Romantic love stories end tragically, Ms. Douglas says. Despite her bravery and creativity, Christiana Morgan drank too heavily and, leaving her lover’s bed, died in the Virginia Woolf-Ophelia mode, walking into water.

I have no idea what shadow Claire Douglas’ own marriage to a genius throws over this story. But Translate This Darkness is stirring because, in part by studying letters that principals and heirs made available, Ms. Douglas describes a struggle by mature creative people to find alternatives to the social structures that would manage desire and identity in acceptable ways. These themes are hinted at in J.D. Salinger’s stories. They hover under the spiritual clouds at the edge of the work.

Then he split and left us here with his juvenilia.

And now and then pulled power trips of his own by writing letters to dewy freshmen and afterward urging them to shut up about it.
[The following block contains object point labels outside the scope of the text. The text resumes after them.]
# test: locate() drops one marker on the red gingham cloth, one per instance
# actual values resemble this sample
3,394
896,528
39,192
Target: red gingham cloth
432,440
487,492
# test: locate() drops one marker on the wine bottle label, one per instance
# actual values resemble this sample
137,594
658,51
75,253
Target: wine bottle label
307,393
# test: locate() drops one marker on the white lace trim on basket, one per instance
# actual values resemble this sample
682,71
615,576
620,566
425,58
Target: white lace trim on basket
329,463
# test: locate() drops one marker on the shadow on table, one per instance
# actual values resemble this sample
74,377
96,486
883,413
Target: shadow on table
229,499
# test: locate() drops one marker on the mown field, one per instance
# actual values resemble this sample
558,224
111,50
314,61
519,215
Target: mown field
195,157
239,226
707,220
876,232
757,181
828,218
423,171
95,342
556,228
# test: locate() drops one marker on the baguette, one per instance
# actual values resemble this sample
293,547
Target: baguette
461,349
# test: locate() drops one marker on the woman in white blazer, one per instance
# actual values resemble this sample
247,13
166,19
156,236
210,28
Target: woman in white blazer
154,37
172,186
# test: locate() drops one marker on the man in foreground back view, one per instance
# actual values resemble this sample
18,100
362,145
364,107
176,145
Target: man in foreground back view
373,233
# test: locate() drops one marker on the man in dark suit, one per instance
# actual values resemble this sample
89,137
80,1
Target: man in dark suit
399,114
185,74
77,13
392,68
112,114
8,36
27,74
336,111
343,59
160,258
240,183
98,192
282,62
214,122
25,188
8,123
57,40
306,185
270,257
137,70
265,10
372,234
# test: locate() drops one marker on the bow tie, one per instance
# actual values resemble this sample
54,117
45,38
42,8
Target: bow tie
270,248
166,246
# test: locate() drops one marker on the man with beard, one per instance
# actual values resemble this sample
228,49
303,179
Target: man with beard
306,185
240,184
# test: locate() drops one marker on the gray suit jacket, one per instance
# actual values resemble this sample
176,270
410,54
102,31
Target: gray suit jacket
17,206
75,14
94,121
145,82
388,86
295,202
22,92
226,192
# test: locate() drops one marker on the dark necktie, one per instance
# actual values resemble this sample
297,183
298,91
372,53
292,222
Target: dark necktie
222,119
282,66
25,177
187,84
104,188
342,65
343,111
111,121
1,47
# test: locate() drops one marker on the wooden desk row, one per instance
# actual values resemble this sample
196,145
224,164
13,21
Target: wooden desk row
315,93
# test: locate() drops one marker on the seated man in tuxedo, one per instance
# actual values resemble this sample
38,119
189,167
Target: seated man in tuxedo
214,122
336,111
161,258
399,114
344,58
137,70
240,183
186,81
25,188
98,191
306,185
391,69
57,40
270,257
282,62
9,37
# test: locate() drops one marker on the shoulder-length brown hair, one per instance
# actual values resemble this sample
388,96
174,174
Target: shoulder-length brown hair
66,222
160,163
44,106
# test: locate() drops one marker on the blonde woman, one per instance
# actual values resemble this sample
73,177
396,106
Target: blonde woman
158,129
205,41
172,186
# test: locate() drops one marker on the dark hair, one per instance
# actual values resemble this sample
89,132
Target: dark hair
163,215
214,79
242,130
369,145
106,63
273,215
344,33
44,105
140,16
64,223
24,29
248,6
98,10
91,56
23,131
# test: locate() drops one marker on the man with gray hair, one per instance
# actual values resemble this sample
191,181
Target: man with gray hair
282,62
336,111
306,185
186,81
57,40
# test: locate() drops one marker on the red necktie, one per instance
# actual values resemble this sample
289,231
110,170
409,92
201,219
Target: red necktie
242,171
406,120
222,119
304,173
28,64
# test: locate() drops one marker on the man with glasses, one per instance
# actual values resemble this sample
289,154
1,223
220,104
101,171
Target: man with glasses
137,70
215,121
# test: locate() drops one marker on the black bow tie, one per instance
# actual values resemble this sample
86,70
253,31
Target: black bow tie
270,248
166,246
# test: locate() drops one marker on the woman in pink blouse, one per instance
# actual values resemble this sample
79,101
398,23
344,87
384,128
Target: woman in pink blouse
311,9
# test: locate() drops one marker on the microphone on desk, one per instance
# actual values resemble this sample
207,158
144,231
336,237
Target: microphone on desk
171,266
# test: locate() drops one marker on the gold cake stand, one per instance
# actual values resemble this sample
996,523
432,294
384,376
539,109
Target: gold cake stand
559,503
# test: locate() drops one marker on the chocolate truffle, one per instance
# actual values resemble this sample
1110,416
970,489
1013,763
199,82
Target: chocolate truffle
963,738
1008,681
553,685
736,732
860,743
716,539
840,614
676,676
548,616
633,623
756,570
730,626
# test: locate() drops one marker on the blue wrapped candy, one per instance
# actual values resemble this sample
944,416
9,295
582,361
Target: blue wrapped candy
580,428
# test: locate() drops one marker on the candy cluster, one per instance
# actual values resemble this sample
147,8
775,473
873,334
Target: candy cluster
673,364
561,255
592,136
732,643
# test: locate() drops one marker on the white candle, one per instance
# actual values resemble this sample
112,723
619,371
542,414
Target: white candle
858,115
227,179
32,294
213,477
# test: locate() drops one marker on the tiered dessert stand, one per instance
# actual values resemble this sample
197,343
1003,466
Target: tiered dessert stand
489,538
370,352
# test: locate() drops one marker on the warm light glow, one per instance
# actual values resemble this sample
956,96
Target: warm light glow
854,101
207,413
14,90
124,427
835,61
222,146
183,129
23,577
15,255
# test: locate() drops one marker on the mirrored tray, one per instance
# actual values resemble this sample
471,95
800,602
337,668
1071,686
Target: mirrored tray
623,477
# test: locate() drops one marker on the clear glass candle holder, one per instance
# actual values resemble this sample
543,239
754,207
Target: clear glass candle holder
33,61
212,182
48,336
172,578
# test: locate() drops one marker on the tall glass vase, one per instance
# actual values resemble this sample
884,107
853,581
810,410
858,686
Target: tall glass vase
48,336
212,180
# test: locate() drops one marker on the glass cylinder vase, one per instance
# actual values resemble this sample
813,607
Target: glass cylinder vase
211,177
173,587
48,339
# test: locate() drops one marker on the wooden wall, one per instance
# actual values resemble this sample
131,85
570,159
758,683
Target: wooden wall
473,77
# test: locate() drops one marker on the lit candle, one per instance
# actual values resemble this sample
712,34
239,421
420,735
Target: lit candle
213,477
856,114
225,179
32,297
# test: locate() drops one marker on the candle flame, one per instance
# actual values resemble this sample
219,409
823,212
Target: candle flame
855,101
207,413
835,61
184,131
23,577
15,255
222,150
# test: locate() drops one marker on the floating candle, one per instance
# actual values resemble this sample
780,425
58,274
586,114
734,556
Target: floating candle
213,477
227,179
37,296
“Women have been in darkness for centuries. They don’t know themselves. Or only poorly. And when women write, they translate this darkness.” That’s the inspiring line from Marguerite Duras that gives Mr. Salinger’s former wife her book’s title. Maybe his former lover will take what is unspoken in her early book and finally translate it. If she does, she might help us come to terms with one of the great men of our lives, who cut out when we were little. We’re old enough to read it now.